Güncelleme Tarihi:
- Üç yıl aradan sonra neden sadece üç şarkılık maksi bir single çıkardınız?
- Bir sürü şarkı yerine üç tane hit olacağını düşündüğüm ve klip çekebileceğim şarkı seçtim. Bundan sonra da bu kadar uzun ara vermeyeceğim.
- Neredeyse her hafta bir albüm çıkıyor. Sizinkinin farkı ne?
- Yine sıcak şarkılar var. İki şarkının sözü Yıldız Tilbe’ye, bir şarkının sözü Alper Narman’a ait ve çok güçlü. Gülşen ve Yıldız Tilbe aynı şarkıda nasıl olur diye çok merak ediyordum. Yıldız Tilbe bir şiirini yolladı, Gülşen de bestesini yaptı. Ortaya ‘Sudan Sebep’ çıktı. Albümde aşk ve ayrılık anlatılıyor. Yıldız Tilbe’nin sözleri içimin aynası gibi. Aslında herkes ayrıldığında aşkı nasıl yaşıyorsa öyle şarkılar duymak istiyor. Ben ayrıldığımda karşımdakine laf sokup intikam alacak biri değilim. Genelde acı çeken taraf olmayı seviyorum. Bu yüzden albümde, “Bu da sana kapak olsun” diyecek laflar da yok.
- ‘Makina’ şarkınızda “Afiyetle yerdin beni” diyorsunuz. Yenecek bir şey olsanız tadınız nasıl olurdu?
- Çilek olurdum herhalde... Hem çok ortalık meyvesi değil hem de havalı. Ayrıca afiyetle yenecek biri olurdum çünkü sadığım. Dünyaya sevmek için gelmişim. Hayatta hep birilerini çok sevdim.
- Şimdi biri var mı?
- En son geçen yaz aşık oldum. Aşık olmak istiyorum ama bunun ne kadar zor olduğunu görüyorum. İnsanlar iki ayda bir sevgili değiştirebilirken benim birini kalbimde bitirme sürecim bile aylar sürüyor.
TARKAN’LA HAYALLER KURUYORUZ
- Bu albümünüzü Tarkan’ın plak şirketinden çıkarmadınız. Müzikal olarak yollarınız ayrıldı mı?
- Hâlâ aynı yoldayız. Yanında yürüyorum. Beni hep kontrol ediyor ve hep varlığını hissettiriyor. İkimiz de bu albümde rüştümü ispatlamam gerektiğine inandık.
- Neden albümde hiç Tarkan şarkısı yok?
- Açıkçası Tarkan şarkılarını benden esirgemiyor. Hayatım boyunca onun şarkılarını okuma şansım var. Ama bu albümde beni uzaktan kontrol edip kendi başıma yol almamı istedi. Benim için düşündüğü bazı şarkılar var ama onları sonraki çalışmalara saklıyoruz.

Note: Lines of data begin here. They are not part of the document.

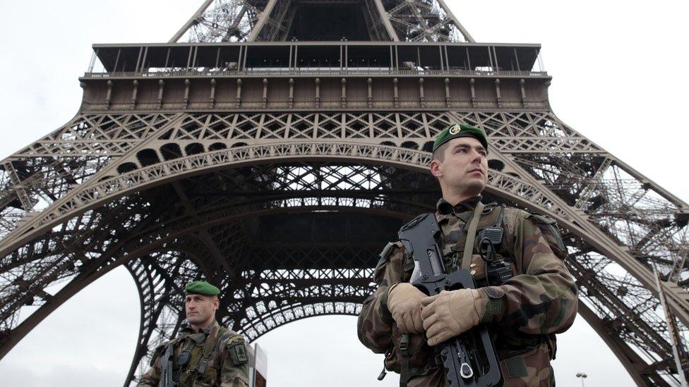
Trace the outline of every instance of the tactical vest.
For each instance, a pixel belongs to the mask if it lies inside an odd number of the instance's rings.
[[[181,336],[173,340],[176,349],[181,345],[174,360],[173,379],[179,387],[215,386],[220,369],[214,364],[219,348],[229,338],[231,332],[216,324],[206,335],[203,332]],[[176,353],[177,351],[175,351]]]
[[[478,219],[476,234],[473,238],[473,249],[470,256],[471,262],[467,265],[474,277],[477,288],[501,284],[490,283],[488,280],[486,262],[480,254],[481,249],[484,249],[485,247],[480,245],[481,238],[479,235],[486,227],[505,227],[507,226],[503,214],[501,214],[503,211],[513,211],[513,209],[503,209],[494,203],[487,204],[483,209]],[[448,216],[447,221],[439,222],[443,231],[441,247],[446,273],[455,271],[462,266],[465,247],[467,239],[467,228],[473,213],[473,211],[467,211],[457,216],[451,215]],[[537,225],[556,256],[561,259],[566,258],[567,247],[560,236],[556,221],[545,216],[534,214],[529,214],[527,219],[531,219]],[[503,235],[506,234],[507,233],[503,233]],[[504,240],[503,238],[501,242],[495,245],[493,259],[502,259],[505,262],[505,267],[509,268],[508,270],[510,271],[509,276],[511,277],[520,274],[520,271],[516,267],[512,252],[508,247],[509,243],[507,242]],[[384,254],[389,253],[390,248],[391,245],[386,246],[386,249],[381,255],[384,256]],[[402,281],[409,281],[414,266],[414,259],[407,254],[405,257],[403,264],[405,273],[402,275]],[[386,354],[385,368],[400,372],[402,355],[397,347],[401,333],[396,331],[396,326],[393,325],[393,336],[397,339],[393,338],[393,342],[395,342],[395,347],[390,348],[390,350]],[[556,352],[554,335],[529,335],[515,329],[510,331],[505,331],[504,330],[491,331],[491,336],[496,345],[496,350],[498,351],[498,357],[501,359],[532,350],[544,342],[547,343],[550,357],[551,359],[554,359]],[[437,354],[433,352],[433,348],[426,345],[425,340],[421,335],[411,335],[409,348],[409,364],[416,369],[415,374],[419,374],[419,373],[422,374],[426,370],[437,367],[440,364],[437,359]]]

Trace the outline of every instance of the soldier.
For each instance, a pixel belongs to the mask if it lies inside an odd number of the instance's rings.
[[[188,326],[176,338],[155,349],[151,368],[137,386],[158,387],[164,378],[164,354],[172,345],[169,353],[172,361],[171,379],[177,383],[174,386],[248,386],[248,358],[244,338],[215,321],[220,290],[208,282],[196,281],[186,284],[185,293]]]
[[[385,354],[385,369],[402,374],[400,386],[447,386],[435,346],[479,324],[488,324],[504,386],[555,383],[555,333],[567,330],[577,313],[577,288],[563,262],[567,249],[553,220],[481,203],[487,149],[483,130],[452,125],[436,139],[430,166],[443,193],[436,216],[445,272],[467,268],[475,290],[427,297],[409,283],[414,264],[402,243],[389,243],[381,254],[374,274],[378,286],[364,302],[358,333],[364,345]],[[467,223],[474,213],[472,228]],[[486,270],[485,246],[467,230],[478,234],[493,226],[503,228],[492,250],[504,269],[499,272]],[[467,239],[472,248],[465,253]],[[409,334],[405,355],[402,333]]]

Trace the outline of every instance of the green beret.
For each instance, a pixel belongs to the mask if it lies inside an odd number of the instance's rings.
[[[486,133],[480,128],[465,123],[453,123],[443,129],[436,137],[436,141],[433,143],[433,152],[436,152],[438,147],[450,140],[460,137],[472,137],[481,142],[481,145],[486,148],[486,150],[488,150],[488,140],[486,139]]]
[[[217,295],[220,290],[205,281],[195,281],[186,284],[184,292],[187,295],[200,294],[203,295]]]

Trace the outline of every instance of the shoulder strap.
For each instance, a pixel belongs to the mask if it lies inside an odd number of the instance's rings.
[[[205,369],[208,367],[208,362],[215,350],[215,343],[217,340],[218,333],[220,331],[220,324],[215,324],[215,326],[210,330],[208,337],[205,338],[205,343],[203,343],[203,350],[201,352],[201,361],[198,363],[198,369],[196,371],[199,376],[205,374]]]
[[[474,214],[469,222],[467,230],[467,241],[464,244],[464,254],[462,256],[462,269],[468,269],[472,263],[472,254],[474,254],[474,240],[476,239],[476,230],[479,228],[479,219],[484,211],[484,204],[479,202],[474,209]]]

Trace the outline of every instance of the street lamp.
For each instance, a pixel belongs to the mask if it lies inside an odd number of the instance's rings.
[[[582,387],[584,387],[584,379],[586,379],[587,375],[583,372],[577,372],[577,377],[582,379]]]

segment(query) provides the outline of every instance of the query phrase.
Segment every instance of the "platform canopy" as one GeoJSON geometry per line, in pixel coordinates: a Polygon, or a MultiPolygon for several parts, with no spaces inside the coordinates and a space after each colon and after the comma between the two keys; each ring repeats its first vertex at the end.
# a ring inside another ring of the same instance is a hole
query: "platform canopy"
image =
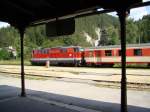
{"type": "Polygon", "coordinates": [[[19,27],[98,8],[118,10],[141,0],[0,0],[0,21],[19,27]]]}

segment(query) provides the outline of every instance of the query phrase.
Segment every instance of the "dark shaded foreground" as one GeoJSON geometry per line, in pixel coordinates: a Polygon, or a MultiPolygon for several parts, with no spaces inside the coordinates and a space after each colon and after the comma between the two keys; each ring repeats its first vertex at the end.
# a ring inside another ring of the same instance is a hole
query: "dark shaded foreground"
{"type": "MultiPolygon", "coordinates": [[[[20,97],[20,88],[0,86],[0,112],[77,112],[62,108],[29,97],[37,97],[46,101],[57,101],[69,105],[76,105],[102,112],[120,112],[120,104],[104,101],[82,99],[60,94],[27,90],[27,97],[20,97]]],[[[150,112],[150,108],[128,105],[129,112],[150,112]]]]}

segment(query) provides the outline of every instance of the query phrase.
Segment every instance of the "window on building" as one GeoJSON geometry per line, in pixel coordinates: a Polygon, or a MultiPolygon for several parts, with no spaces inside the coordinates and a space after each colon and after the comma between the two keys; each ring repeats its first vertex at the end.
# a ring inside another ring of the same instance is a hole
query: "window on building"
{"type": "Polygon", "coordinates": [[[111,50],[106,50],[105,51],[105,56],[112,56],[111,50]]]}
{"type": "Polygon", "coordinates": [[[142,50],[141,49],[134,49],[134,56],[142,56],[142,50]]]}

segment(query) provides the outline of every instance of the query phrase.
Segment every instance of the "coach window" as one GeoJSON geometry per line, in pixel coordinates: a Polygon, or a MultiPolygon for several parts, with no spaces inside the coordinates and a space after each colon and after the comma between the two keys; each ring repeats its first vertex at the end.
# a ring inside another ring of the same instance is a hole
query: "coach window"
{"type": "Polygon", "coordinates": [[[61,49],[61,52],[65,53],[65,52],[67,52],[67,49],[61,49]]]}
{"type": "Polygon", "coordinates": [[[112,56],[111,50],[106,50],[105,51],[105,56],[112,56]]]}
{"type": "Polygon", "coordinates": [[[141,49],[134,49],[134,56],[142,56],[142,50],[141,49]]]}

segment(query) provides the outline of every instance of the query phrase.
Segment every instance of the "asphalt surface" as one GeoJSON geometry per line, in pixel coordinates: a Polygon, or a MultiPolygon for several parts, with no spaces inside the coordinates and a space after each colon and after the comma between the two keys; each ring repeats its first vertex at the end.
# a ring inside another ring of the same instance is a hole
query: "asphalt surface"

- Başka kimin Tarkan şarkılarıyla ilgili böyle bir şansı var?
- Bilemiyorum ama gerçekten abi-kardeş gibi olduk ve onun için özel olduğumu hissediyorum. Stüdyo döneminde de birlikteydik. Bana söz yazmayı öğretiyor, yazdıklarımı çok beğeniyor ve kendi şarkılarımı söylemem için beni zorluyor.

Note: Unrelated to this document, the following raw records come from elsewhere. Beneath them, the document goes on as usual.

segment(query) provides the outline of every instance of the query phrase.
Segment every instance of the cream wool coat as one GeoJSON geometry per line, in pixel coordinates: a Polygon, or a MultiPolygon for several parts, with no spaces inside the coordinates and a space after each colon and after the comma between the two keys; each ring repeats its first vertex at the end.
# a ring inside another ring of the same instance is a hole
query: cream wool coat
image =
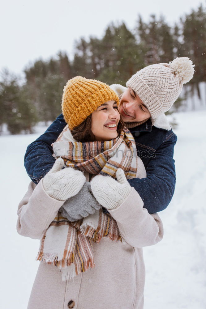
{"type": "MultiPolygon", "coordinates": [[[[139,158],[138,162],[137,177],[145,177],[143,163],[139,158]]],[[[89,174],[84,175],[88,181],[89,174]]],[[[47,194],[42,180],[37,185],[31,181],[19,205],[18,233],[41,239],[64,202],[47,194]]],[[[126,242],[102,237],[99,243],[94,243],[94,268],[63,282],[57,267],[40,262],[28,309],[142,309],[142,247],[155,244],[163,236],[159,216],[149,214],[143,205],[132,188],[123,203],[109,211],[126,242]]]]}

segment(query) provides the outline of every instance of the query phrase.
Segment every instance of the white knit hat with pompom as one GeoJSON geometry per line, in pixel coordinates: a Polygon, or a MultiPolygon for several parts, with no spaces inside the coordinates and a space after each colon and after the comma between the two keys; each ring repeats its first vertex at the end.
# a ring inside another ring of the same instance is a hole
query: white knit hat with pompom
{"type": "Polygon", "coordinates": [[[168,111],[179,95],[183,84],[192,78],[195,65],[187,57],[176,58],[169,63],[148,66],[127,81],[148,108],[154,123],[168,111]]]}

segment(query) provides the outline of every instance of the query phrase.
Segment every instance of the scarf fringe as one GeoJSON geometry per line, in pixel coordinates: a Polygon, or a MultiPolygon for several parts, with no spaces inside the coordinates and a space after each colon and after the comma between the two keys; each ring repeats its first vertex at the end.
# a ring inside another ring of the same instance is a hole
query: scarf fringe
{"type": "Polygon", "coordinates": [[[77,275],[79,275],[81,273],[84,273],[90,268],[93,268],[95,264],[92,258],[91,258],[85,262],[83,262],[80,265],[75,266],[74,264],[72,264],[68,267],[62,268],[61,270],[62,272],[62,278],[63,281],[74,278],[77,275]]]}
{"type": "Polygon", "coordinates": [[[90,226],[81,226],[80,228],[81,234],[84,236],[90,237],[92,241],[97,243],[100,242],[102,237],[108,237],[112,240],[120,240],[122,241],[122,237],[120,235],[118,236],[115,234],[109,233],[106,235],[106,231],[103,229],[99,231],[96,230],[90,226]]]}
{"type": "Polygon", "coordinates": [[[65,250],[62,256],[62,253],[47,253],[41,252],[36,257],[36,261],[44,262],[47,264],[63,268],[70,266],[73,262],[74,255],[71,251],[65,250]]]}

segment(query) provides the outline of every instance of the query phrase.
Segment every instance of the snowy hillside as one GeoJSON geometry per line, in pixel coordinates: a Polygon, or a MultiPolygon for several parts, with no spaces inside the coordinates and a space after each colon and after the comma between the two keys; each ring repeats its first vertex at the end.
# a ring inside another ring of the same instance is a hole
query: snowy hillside
{"type": "MultiPolygon", "coordinates": [[[[206,307],[206,111],[175,116],[179,124],[174,130],[178,138],[176,190],[160,213],[163,240],[144,249],[145,309],[206,307]]],[[[0,137],[2,309],[26,309],[38,267],[39,241],[17,234],[16,211],[30,181],[24,166],[26,147],[45,129],[35,134],[0,137]]]]}

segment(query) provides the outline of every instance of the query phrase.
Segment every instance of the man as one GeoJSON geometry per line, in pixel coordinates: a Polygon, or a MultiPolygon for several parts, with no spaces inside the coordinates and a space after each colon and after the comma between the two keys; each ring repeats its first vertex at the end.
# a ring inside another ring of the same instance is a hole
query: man
{"type": "MultiPolygon", "coordinates": [[[[173,156],[177,137],[164,113],[178,98],[183,84],[192,78],[194,66],[188,58],[177,58],[168,64],[152,65],[140,70],[127,81],[127,88],[116,84],[110,86],[120,96],[119,111],[135,138],[147,172],[146,178],[128,181],[150,214],[165,209],[174,193],[173,156]]],[[[51,145],[66,125],[61,114],[27,147],[24,165],[35,183],[54,165],[51,145]]]]}

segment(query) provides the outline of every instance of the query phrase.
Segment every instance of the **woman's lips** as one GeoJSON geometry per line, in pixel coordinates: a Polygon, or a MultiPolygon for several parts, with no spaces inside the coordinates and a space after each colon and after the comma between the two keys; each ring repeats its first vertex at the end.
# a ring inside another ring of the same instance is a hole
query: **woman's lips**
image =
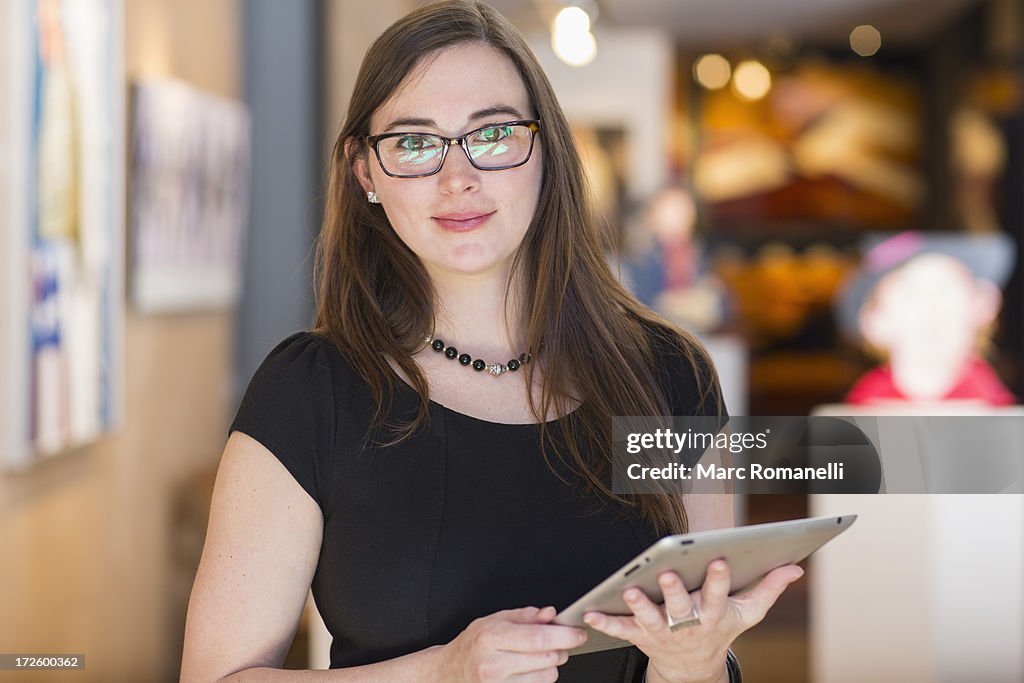
{"type": "Polygon", "coordinates": [[[483,225],[485,222],[490,220],[493,215],[495,215],[494,211],[490,213],[477,213],[475,211],[469,211],[446,213],[443,216],[433,216],[432,218],[438,225],[450,232],[467,232],[483,225]]]}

- Birbirinize nasıl hitap ediyorsunuz?
- Etrafındakiler ona ‘Patron’ diyor. Bense tüm samimiyetimize rağmen ona hâlâ ‘siz’ diye hitap ediyorum.
- Birbirinize özel hayatınızı da anlatır mısınız?
- Ben anlatırım; o da her konuda akıl verir. Annesi ve kardeşleri de beni çok seviyor. Annesinin yemeklerine bayılıyorum.
- En son annesi hangi yemeği pişirdi ve birlikte yediniz?
- Kuru fasulye. Ayrıca Tarkan’la beraberken çok güleriz. Kendi dışındaki dünyayla çok ilgilenmiyor. Ben de ona gündemi veya kendimle ilgili şeyleri anlatıyorum. Hem çok şaşırıyor hem eğleniyor.
- Birlikte nerelere gidersiniz?
- Genelde stüdyoda buluşuyoruz ama birkaç kere Topkapı Sarayı’na kapüşon ve gözlükle gitmek eğlenceli olurdu diye konuşmuştuk.
- Tarkan’dan sonra şimdi de Kenan Doğulu’ya benzetiliyorsunuz. Bu eleştirilere bozuluyor musunuz?
- Daha albümüm çıkmadan da beni birçok ünlüye benzetirlerdi. Ama ben kendimi kimseye benzetmiyorum. Benzetenlere de kızmıyorum.
SEKSİ DEĞİL SEVİLESİ ÇOCUK
Çirkin biri değilim ama kendimi insanların beni gördüğü kadar yakışıklı da bulmuyorum. Son klibimde beni seksi buluyorlar ama kendimi daha tatlı, güleryüzlü ve sevilesi bir çocuk gibi görüyorum.
ADIM DUYULSUN DİYE BOMBALAR PATLATACAK DEĞİLİM
Küçükken kendimi odaya kapatır, yüksek sesle gazete okurdum. Sonra Marmara İletişim Fakültesi’ni bitirdim. Şimdi yüksek lisans yapıyorum ve televizyonla ilgili işler yapmayı da istiyorum. Adım daha çok duyulsun diye bombalar patlatacak bir adam değilim. Şarkılarımı sevsinler, iyi insanlarla çalışayım yeter. Albümüm tutmazsa bu dünyanın sonu değil.